In describing mobile couponing, visionaries used to paint a picture of an SMS message from Starbucks delivered to a consumer’s phone whenever he passed a retail outlet. So far, that vision hasn’t come to fruition. A start-up called Cellfire, which has been testing its offering for the last six months and is now going national with Cingular, hopes its solution finds more success.

The company has reason for hope, if uptake from advertisers is any indication. Cellfire has signed well-known national marketers like T.G.I. Friday’s, 1-800-Flowers.com, Hollywood Video and Carlson Travel. Coupons from those companies will now be distributed nationally. The company is also in discussions with other carriers so it can expand distribution beyond the Cingular network.

In initial testing, which took place in California, Cellfire saw redemption rates that are likely to spur optimism. The company has seen 15 to 25 percent redemption rates on coupons it hass delivered, but it won’t say how large the user base was during the testing phase.

“We’re basically going national right now so we’re really just stating to ramp up the user base,” Brent Dusing, Cellfire’s CEO, told ClickZ.

Cellfire’s system is based on a downloadable Java application, which it’s distributing via Motorola’s HelloMoto.com downloads section and Cingular’s mobile site. The program is also available on Cellfire.com, which Dusing said is being promoted via an online ad campaign. Additionally, Cingular network users can text 22888 and download the software. Some advertisers are displaying signage mentioning the short code in their retail locations. Cellfire also hopes a “tell a friend” feature helps it get installed on more handsets. Dusing says the application is compatible with 43 different phone models.

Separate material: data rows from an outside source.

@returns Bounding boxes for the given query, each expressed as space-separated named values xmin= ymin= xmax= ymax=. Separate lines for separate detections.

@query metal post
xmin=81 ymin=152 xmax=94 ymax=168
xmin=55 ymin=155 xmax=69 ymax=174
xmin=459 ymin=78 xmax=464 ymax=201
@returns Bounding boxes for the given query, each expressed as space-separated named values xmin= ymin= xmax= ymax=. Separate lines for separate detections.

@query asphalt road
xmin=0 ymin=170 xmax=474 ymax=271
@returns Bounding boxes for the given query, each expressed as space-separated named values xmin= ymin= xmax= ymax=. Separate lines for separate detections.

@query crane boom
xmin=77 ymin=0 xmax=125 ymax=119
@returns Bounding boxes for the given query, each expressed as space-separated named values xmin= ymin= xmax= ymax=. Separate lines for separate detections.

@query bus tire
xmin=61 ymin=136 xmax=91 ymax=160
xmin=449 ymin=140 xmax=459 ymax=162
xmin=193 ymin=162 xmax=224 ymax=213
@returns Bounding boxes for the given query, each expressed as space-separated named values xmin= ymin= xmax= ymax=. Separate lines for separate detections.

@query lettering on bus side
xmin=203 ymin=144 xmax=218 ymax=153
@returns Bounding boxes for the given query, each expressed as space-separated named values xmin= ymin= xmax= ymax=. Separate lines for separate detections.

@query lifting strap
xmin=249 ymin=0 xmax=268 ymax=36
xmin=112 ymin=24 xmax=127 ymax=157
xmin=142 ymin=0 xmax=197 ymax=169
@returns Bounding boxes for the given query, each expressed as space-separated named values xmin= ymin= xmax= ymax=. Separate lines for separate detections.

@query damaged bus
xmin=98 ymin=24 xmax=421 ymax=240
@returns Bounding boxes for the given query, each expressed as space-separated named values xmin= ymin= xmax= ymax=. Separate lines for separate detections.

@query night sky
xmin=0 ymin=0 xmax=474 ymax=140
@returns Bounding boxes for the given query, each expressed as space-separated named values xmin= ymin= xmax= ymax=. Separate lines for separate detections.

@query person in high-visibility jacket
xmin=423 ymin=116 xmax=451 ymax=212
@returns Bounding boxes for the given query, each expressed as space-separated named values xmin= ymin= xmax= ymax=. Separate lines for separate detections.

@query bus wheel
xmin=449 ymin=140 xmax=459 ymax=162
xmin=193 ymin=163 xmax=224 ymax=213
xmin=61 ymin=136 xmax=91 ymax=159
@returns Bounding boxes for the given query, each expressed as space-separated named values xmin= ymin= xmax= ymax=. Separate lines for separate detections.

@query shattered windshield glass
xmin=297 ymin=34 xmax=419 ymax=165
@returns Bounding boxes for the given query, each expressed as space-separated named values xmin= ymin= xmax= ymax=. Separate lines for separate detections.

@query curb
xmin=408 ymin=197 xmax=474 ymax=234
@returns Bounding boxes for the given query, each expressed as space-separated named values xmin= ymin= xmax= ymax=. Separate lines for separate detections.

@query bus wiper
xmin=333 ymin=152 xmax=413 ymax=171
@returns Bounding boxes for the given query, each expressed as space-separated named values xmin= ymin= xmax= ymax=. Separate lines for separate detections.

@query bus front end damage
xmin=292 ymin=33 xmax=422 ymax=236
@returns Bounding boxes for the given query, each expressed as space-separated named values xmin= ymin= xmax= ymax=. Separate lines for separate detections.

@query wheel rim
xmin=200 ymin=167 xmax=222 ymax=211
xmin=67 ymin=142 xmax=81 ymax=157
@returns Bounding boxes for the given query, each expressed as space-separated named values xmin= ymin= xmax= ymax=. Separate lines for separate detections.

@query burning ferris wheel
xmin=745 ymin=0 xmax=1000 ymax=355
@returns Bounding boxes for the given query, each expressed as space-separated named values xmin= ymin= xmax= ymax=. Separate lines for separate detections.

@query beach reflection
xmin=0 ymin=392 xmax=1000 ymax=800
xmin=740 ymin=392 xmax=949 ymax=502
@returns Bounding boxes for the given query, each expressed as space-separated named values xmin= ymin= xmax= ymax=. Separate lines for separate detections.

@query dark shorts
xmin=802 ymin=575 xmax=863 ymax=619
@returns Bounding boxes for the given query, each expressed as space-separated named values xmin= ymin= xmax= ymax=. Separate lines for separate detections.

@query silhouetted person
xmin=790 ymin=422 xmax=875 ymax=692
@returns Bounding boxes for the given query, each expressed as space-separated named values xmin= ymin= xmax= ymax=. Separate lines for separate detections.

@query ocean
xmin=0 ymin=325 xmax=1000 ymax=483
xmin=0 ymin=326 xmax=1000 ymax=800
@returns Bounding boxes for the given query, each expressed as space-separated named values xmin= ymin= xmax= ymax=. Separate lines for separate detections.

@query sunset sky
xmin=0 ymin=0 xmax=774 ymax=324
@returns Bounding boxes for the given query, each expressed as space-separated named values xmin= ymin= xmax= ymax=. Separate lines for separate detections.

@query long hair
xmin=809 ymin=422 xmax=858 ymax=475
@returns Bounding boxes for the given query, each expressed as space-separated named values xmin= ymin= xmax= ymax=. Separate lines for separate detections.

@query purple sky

When asked whether a download and install process could be an obstacle to the solution’s adoption, Dusing argued consumers have grown accustomed to downloading ringtones and games to their phones.

Once the application is installed, consumers can browse for offers from advertisers in their area. To redeem a coupon, users show it to cashiers when making a purchase. The coupon code is entered into the point-of-sale system, so retailers are able to track conversions and give the appropriate discount. Dusing says the advertisers Cellfire is working with already have systems installed that are capable of redeeming such coupons.

“It’s very easy for retailers to do this,” said Dusing.

Dusing says pricing for advertisers varies depending on the type of program.